Matt has been making jewellery since he was 11, a skill he learned from his dad and his grandad.
‘I started making copper bangles and then moved on to rings,’ he says, pulling open one of the many drawers in his desk and showing me a handful of beautiful bracelets, tarnished with age.
He now creates stunning turquoise pieces, handcrafts settings for shards of moldavite, and once made a silver spiderweb belt for NZ Fashion Week. He’s also sold rings to Bono, and George Clinton’s daughter has one of his one-off bracelets in her collection.
‘That spider web was probably one of the more interesting things I’ve ever made,’ he says while taking the scruffy edge off a band of silver.
He bustles around mixing a two-part araldite glue that smells like rotten eggs but is stronger than superglue. It’s like watching an alchemist in his den, creating magic from apparently innocuous ingredients. I pick up bits and pieces that I probably shouldn’t be touching, unable to help myself.
‘This cuff,’ he says ‘I made for a woman in Australia. I took a flat sheet of silver, hammered it round, and then used a punch to make these domes around the edge.’ He makes it sound so easy but looking at the piece, I doubt that was the case. ‘I just sent her photos and she’s so excited.’ His face lights up and you can just tell this is his joy; creating things that really mean something to the customer.
It’s not just jewellery he’s making, its heirlooms; things people will wear on their skin day in and day out, a tattoo with fewer commitments.

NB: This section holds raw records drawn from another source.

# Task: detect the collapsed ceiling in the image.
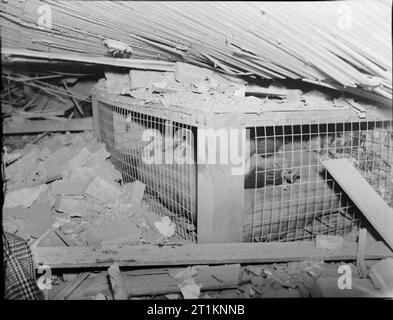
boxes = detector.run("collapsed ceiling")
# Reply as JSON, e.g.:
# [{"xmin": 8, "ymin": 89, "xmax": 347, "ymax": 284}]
[{"xmin": 0, "ymin": 0, "xmax": 392, "ymax": 103}]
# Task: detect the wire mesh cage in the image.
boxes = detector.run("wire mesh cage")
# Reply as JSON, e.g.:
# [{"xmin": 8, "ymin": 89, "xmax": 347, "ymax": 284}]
[
  {"xmin": 93, "ymin": 86, "xmax": 393, "ymax": 242},
  {"xmin": 98, "ymin": 101, "xmax": 196, "ymax": 241}
]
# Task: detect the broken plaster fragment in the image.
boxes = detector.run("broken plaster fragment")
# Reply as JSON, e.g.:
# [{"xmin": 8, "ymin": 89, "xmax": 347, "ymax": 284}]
[
  {"xmin": 4, "ymin": 184, "xmax": 48, "ymax": 208},
  {"xmin": 86, "ymin": 177, "xmax": 122, "ymax": 203}
]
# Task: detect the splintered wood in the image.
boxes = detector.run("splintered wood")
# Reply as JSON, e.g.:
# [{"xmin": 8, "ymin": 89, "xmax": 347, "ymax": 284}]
[
  {"xmin": 322, "ymin": 159, "xmax": 393, "ymax": 249},
  {"xmin": 1, "ymin": 0, "xmax": 392, "ymax": 104}
]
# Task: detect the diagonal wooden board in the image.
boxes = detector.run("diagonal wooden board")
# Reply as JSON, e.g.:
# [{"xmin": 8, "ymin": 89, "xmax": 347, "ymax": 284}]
[{"xmin": 322, "ymin": 159, "xmax": 393, "ymax": 249}]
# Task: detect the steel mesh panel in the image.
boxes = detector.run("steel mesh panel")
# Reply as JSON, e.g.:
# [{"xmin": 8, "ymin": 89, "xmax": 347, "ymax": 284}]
[
  {"xmin": 244, "ymin": 121, "xmax": 393, "ymax": 241},
  {"xmin": 97, "ymin": 101, "xmax": 196, "ymax": 241}
]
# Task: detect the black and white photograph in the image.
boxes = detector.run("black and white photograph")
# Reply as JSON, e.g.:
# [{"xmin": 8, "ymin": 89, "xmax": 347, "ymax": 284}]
[{"xmin": 0, "ymin": 0, "xmax": 393, "ymax": 306}]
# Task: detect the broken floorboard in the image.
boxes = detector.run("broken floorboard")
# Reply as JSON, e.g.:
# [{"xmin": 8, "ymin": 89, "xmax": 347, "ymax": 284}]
[
  {"xmin": 3, "ymin": 117, "xmax": 93, "ymax": 135},
  {"xmin": 32, "ymin": 241, "xmax": 393, "ymax": 269}
]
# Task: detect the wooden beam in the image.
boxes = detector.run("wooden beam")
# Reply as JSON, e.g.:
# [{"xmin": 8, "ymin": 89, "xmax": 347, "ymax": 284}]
[
  {"xmin": 53, "ymin": 272, "xmax": 90, "ymax": 300},
  {"xmin": 108, "ymin": 262, "xmax": 128, "ymax": 300},
  {"xmin": 32, "ymin": 241, "xmax": 393, "ymax": 269},
  {"xmin": 322, "ymin": 159, "xmax": 393, "ymax": 249},
  {"xmin": 3, "ymin": 117, "xmax": 93, "ymax": 135},
  {"xmin": 356, "ymin": 228, "xmax": 367, "ymax": 278},
  {"xmin": 1, "ymin": 48, "xmax": 175, "ymax": 72}
]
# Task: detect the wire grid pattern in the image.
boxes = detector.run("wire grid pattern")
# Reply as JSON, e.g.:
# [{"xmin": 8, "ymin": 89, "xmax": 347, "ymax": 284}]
[
  {"xmin": 98, "ymin": 101, "xmax": 197, "ymax": 242},
  {"xmin": 244, "ymin": 120, "xmax": 393, "ymax": 242}
]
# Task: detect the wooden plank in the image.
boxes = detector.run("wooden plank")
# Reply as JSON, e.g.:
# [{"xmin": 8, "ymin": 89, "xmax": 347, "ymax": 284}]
[
  {"xmin": 84, "ymin": 264, "xmax": 240, "ymax": 297},
  {"xmin": 53, "ymin": 272, "xmax": 90, "ymax": 300},
  {"xmin": 3, "ymin": 117, "xmax": 93, "ymax": 135},
  {"xmin": 322, "ymin": 159, "xmax": 393, "ymax": 249},
  {"xmin": 1, "ymin": 48, "xmax": 175, "ymax": 71},
  {"xmin": 32, "ymin": 241, "xmax": 393, "ymax": 269},
  {"xmin": 197, "ymin": 128, "xmax": 245, "ymax": 243},
  {"xmin": 108, "ymin": 262, "xmax": 128, "ymax": 300},
  {"xmin": 356, "ymin": 228, "xmax": 367, "ymax": 278}
]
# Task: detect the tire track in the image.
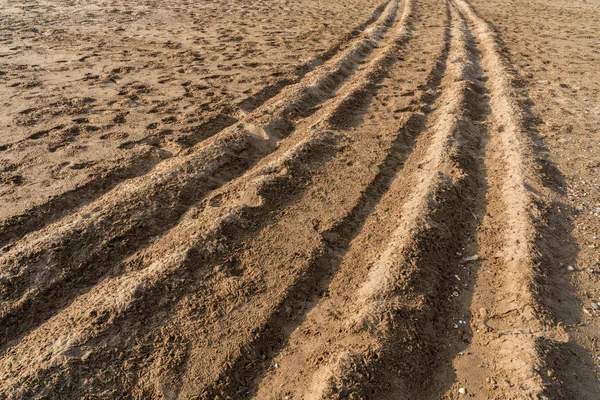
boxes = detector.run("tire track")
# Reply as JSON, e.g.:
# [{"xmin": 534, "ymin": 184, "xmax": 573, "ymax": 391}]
[
  {"xmin": 455, "ymin": 0, "xmax": 567, "ymax": 398},
  {"xmin": 0, "ymin": 1, "xmax": 393, "ymax": 248},
  {"xmin": 251, "ymin": 7, "xmax": 490, "ymax": 398},
  {"xmin": 0, "ymin": 2, "xmax": 398, "ymax": 354},
  {"xmin": 3, "ymin": 0, "xmax": 422, "ymax": 396}
]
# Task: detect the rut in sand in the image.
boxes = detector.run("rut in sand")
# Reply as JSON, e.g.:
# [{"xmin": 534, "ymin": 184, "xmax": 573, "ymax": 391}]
[{"xmin": 0, "ymin": 0, "xmax": 580, "ymax": 399}]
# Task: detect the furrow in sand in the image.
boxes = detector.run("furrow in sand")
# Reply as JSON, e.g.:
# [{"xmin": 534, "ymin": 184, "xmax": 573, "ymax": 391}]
[
  {"xmin": 0, "ymin": 0, "xmax": 432, "ymax": 397},
  {"xmin": 0, "ymin": 1, "xmax": 398, "ymax": 347},
  {"xmin": 0, "ymin": 0, "xmax": 394, "ymax": 247},
  {"xmin": 455, "ymin": 0, "xmax": 567, "ymax": 398},
  {"xmin": 256, "ymin": 7, "xmax": 492, "ymax": 399}
]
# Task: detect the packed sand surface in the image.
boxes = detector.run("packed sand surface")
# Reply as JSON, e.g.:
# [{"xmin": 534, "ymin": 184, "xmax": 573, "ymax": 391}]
[{"xmin": 0, "ymin": 0, "xmax": 600, "ymax": 400}]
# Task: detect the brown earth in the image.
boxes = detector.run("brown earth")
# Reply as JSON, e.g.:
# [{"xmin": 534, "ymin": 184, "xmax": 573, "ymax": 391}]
[{"xmin": 0, "ymin": 0, "xmax": 600, "ymax": 399}]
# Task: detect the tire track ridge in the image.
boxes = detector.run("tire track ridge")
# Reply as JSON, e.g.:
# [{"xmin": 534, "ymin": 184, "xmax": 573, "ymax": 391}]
[
  {"xmin": 201, "ymin": 11, "xmax": 445, "ymax": 399},
  {"xmin": 0, "ymin": 0, "xmax": 412, "ymax": 394},
  {"xmin": 276, "ymin": 5, "xmax": 492, "ymax": 399},
  {"xmin": 0, "ymin": 2, "xmax": 398, "ymax": 346},
  {"xmin": 455, "ymin": 0, "xmax": 567, "ymax": 397},
  {"xmin": 0, "ymin": 0, "xmax": 395, "ymax": 248}
]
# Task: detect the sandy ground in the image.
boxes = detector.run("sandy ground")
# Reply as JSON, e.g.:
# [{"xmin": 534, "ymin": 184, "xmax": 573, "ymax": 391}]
[{"xmin": 0, "ymin": 0, "xmax": 600, "ymax": 399}]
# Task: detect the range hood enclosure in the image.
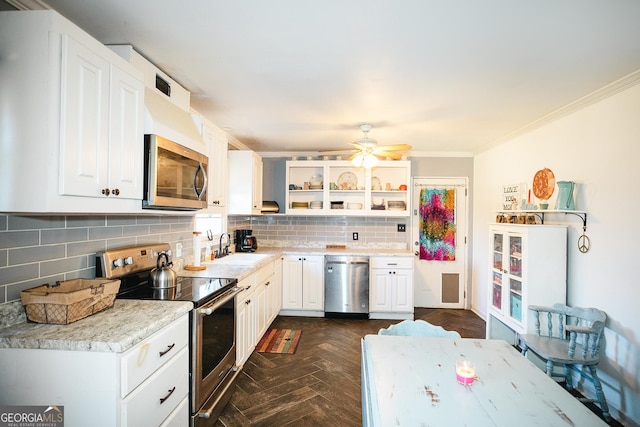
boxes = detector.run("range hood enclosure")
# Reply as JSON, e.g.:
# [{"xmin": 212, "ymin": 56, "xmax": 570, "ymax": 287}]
[{"xmin": 109, "ymin": 45, "xmax": 204, "ymax": 151}]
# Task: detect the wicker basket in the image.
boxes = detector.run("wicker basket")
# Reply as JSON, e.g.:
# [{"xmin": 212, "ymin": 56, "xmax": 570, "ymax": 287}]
[{"xmin": 20, "ymin": 278, "xmax": 120, "ymax": 325}]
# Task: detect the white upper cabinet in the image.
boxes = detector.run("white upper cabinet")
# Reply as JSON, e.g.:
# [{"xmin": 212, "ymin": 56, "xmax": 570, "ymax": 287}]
[
  {"xmin": 193, "ymin": 114, "xmax": 229, "ymax": 213},
  {"xmin": 227, "ymin": 150, "xmax": 262, "ymax": 215},
  {"xmin": 0, "ymin": 11, "xmax": 144, "ymax": 213}
]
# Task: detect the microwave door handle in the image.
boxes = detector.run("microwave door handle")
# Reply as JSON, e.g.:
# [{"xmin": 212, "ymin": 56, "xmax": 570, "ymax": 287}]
[{"xmin": 193, "ymin": 163, "xmax": 208, "ymax": 200}]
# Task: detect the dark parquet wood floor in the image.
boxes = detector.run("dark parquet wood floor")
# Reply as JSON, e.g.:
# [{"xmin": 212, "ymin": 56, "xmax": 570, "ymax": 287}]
[{"xmin": 216, "ymin": 308, "xmax": 616, "ymax": 427}]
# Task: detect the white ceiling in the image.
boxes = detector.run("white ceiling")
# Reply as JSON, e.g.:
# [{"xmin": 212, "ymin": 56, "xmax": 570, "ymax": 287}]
[{"xmin": 7, "ymin": 0, "xmax": 640, "ymax": 154}]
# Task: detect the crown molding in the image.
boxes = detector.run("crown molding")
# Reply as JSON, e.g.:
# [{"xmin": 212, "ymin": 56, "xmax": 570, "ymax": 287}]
[
  {"xmin": 4, "ymin": 0, "xmax": 51, "ymax": 10},
  {"xmin": 474, "ymin": 70, "xmax": 640, "ymax": 155}
]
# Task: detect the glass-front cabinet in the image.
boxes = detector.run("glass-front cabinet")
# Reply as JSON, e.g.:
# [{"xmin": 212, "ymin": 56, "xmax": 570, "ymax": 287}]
[
  {"xmin": 286, "ymin": 160, "xmax": 411, "ymax": 217},
  {"xmin": 487, "ymin": 224, "xmax": 567, "ymax": 344}
]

‘Jewellery-making is like cooking,’ he says. ‘There are lots of ways to do it and each jeweller will have their own way of making something.’ And just like an experienced chef, he works almost by instinct. He starts with a stone and creates a setting that honours its aesthetic. From there it’s experience, time and an innateunderstanding of how to make a ring or a pendant that people want to wear.
Much like a good meal, his jewellery brings people together, condensing generations down into a single ring that bursts with character and familial flavour.
‘A lot of my customers I’ve known for years. The great grand-daughters of old regulars come in and request for old pieces to be fixed or remade into something new that fits their style.’ With torch in hand, Matt fuses memory and metal, creating anything from elaborate settings to simple bands with a few basic materials and plenty of know-how.
His inspiration comes from magazines and the like but recently, he’s been letting customers send in children’s drawings which he then turns into totally unique jewellery pieces. He’s travelled all over the world collecting materials; he spent five months in Phuket picking up buddhas and other icons, and learned from the Native Indians in the U.S. while stockpiling the turquoise that now glows under his glass counter.
Jewellery apprenticeships are hard to come by these days but not impossible to find, and with the right questions and eagerness to learn, people like Matt are open and generous with their knowledge and time, proven by the hour and a half I spent in his shop talking, drawing and spying on his interactions with customers, each one of whom seems to know him like a friend.
It’s heartwarming to see that in the age of tiny $200 Karen Walker rings made in China, people like Matt are not just surviving, but thriving. There’s a difference between wearing a ring and wearing a ring made from your gran’s engagement band, set with the diamonds from great granny’s brooch. There’s history and craft in every piece; with filing, gluing and engraving, generations melt together into timeless pieces that are unique and deeply personal to the wearer.
A fixture of Ponsonby Road, Bijoux stands testament to the power of passion crafts that stand the test of time, and remain long after the latest pop up espresso bar has faded away. I can only hope my job, when I finally get one, will have as much meaning to as many people.